A racionalidade e a lógica indicam o caminho do isolamento social e as medidas restritivas até que a curva da pandemia comece a melhorar. Valores como justiça social, e sentimentos como compaixão e empatia, tornam imperativo cobrar das autoridades medidas urgentes de complementação de renda, desonerações e esforço máximo para atender aos mais vulneráveis. Nada disso, porém, pode ser confundido com a falta de noção dos espertinhos que querem tirar vantagens que vão muito além da pandemia e dos que tentam aproveitar politicamente a situação ou usufruir seus cinco minutos de fama.
Todos os dias, somos surpreendidos pelo Diário Oficial e por medidas anunciadas e votadas de supetão. Quarta-feira, ao acordar, descobrimos que podemos sacar R$ 1.045,00 do FGTS e que o PIS/PASEP acabou. Com a primeira providência, o governo Bolsonaro se antecipou a uma proposta do PT, que provavelmente o Congresso aprovaria. O Executivo está ficando rápido no gatilho. Alguém no Legislativo anuncia, ele vai lá e faz — como no auxílio, que era de R$ 500 e acabou ficando em R$ 600. Quanto ao fim do PIS/PASEP, sabemos que nenhum brasileiro tem amor por esse fundo, embora alguns tivessem dinheiro lá. Será que passamos pela sonhada reforma desburocratizadora de fundos e tributos enquanto dormíamos? Ninguém explicou.
Nesse momento delicado, estamos todos perdidos, e às vezes fica difícil avaliar de cara o que é mesmo bom ou ruim, se ajuda ou cria problemas. O aplicativo da inscrição para receber o auxílio emergencial demorou e teve, nas primeira 24 horas, mais de 20 milhões de acessos — para se ter uma ideia da carência de boa parte da população. Ao mesmo tempo, porém, especialistas em políticas de distribuição de renda e prefeitos dizem que este acabará sendo o caminho mais complicado para que o dinheiro chegue a quem mais precisa, até porque o brasileiro miserável de verdade não tem celular nem acesso à internet.
Mais fácil teria sido usar os cadastros sociais das prefeituras, em sua maioria montados na era petista, mas ainda inteiros e capazes de identificar os mais pobres. Ou chamar especialistas reconhecidos na formulação e execução de programas sociais. Só que esse pessoal é “vermelho”, como se diz no jargão bolsonarista — e, para esse governo, a ideologia está acima do bem estar da população.
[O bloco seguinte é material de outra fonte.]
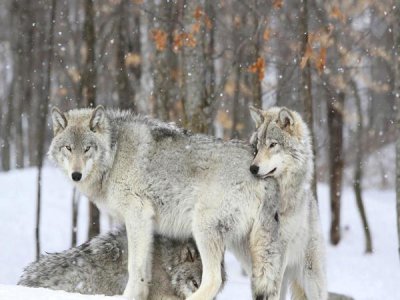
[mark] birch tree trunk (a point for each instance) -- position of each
(43, 110)
(358, 170)
(397, 95)
(306, 85)
(89, 94)
(335, 129)
(126, 95)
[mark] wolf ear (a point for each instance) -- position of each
(59, 120)
(98, 118)
(285, 119)
(256, 115)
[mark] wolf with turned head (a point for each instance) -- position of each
(99, 266)
(158, 178)
(284, 152)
Não é só no Executivo. No DF, com uma canetada, um juiz pode ter cancelado as eleições municipais deste ano. Itagiba Catta Preta Neto, em sentença com cara de manifesto, bloqueou os fundos eleitoral e partidário e destinou seus R$ 3 bilhões ao combate ao coronavírus. A decisão pode ser revista por instância superior, mas é o caso de ficar de olho no resto da torcida para adiar as eleições, um marco da democracia, usando como desculpa a pandemia. A seis meses do pleito, quem defende isso no fundo não quer eleições por medo de perder.
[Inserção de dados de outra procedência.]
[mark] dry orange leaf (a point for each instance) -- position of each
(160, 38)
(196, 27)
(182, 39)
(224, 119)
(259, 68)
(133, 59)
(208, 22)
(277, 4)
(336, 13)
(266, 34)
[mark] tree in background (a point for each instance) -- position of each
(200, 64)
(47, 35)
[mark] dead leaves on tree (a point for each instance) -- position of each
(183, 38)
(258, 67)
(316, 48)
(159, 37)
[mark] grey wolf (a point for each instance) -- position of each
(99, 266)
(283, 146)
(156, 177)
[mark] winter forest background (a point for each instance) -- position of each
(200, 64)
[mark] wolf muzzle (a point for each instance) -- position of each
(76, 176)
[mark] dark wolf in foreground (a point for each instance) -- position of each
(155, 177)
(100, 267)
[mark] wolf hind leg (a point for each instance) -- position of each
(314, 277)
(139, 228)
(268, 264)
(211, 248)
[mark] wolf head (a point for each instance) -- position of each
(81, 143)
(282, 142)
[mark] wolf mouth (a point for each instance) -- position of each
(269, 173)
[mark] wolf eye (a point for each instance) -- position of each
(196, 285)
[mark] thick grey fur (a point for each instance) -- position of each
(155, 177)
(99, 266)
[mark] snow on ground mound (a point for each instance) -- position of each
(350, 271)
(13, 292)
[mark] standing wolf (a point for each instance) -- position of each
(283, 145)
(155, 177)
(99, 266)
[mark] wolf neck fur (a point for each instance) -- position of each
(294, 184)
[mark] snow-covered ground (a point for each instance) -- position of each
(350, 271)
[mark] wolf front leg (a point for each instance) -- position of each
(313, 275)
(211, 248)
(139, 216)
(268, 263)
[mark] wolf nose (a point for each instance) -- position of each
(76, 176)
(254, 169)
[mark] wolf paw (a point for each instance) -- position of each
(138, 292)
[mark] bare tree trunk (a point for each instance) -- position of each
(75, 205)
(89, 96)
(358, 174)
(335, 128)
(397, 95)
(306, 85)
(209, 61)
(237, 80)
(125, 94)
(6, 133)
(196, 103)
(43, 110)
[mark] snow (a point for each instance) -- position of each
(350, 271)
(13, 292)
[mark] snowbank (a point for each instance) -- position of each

São muitos os exemplos, até de quem, involuntária ou apressadamente, arrisca-se a criar confusão para o futuro. No Legislativo, foi admirável a atuação do presidente da Câmara, Rodrigo Maia, ao votar a toque de caixa, remotamente, os projetos de combate ao coronavírus. Mostrou competência e espírito público. Mas passou do ponto ao aprovar na mesma tarde, em dois turnos, com voto pela Internet, uma emenda constitucional — a PEC do Orçamento de Guerra. Precisou ser lembrado pelo Senado, que adiou o exame da matéria para semana que vem, que as coisas não podem ser assim com mudanças na Constituição.
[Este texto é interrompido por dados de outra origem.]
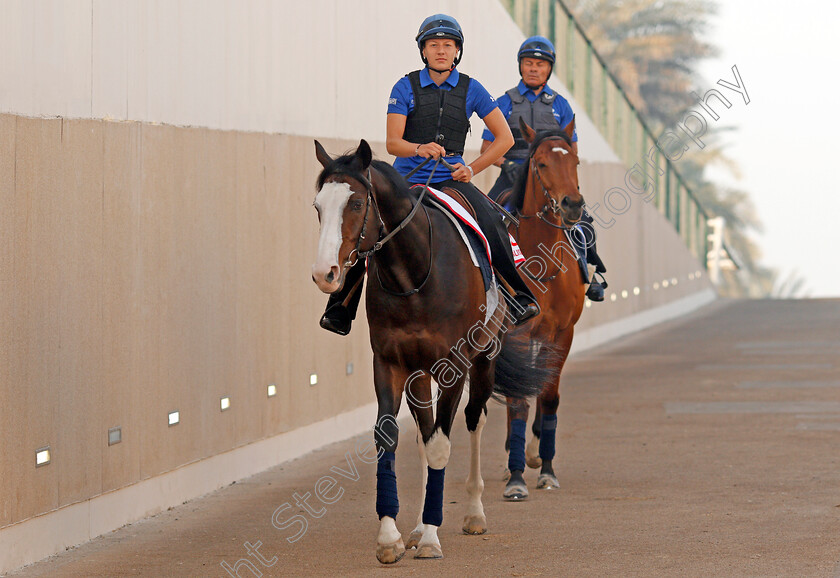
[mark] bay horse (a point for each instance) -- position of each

É preciso mais vagar e reflexão para não abrir precedentes perigosos para o futuro. Maia, que não é bobo, parece ter aprendido a lição. Desistiu de votar o Plano Mansueto, uma profunda reestruturação das finanças estaduais com ajuda federal, durante a pandemia. Vai destacar do projeto, para votação imediata, itens urgentes para os estados, como renegociação de dívidas e compensação de impostos. O resto só na volta à normalidade. Emergência é emergência, reforma é reforma, democracia é democracia — e suas regras têm que ser preservadas em qualquer circunstância.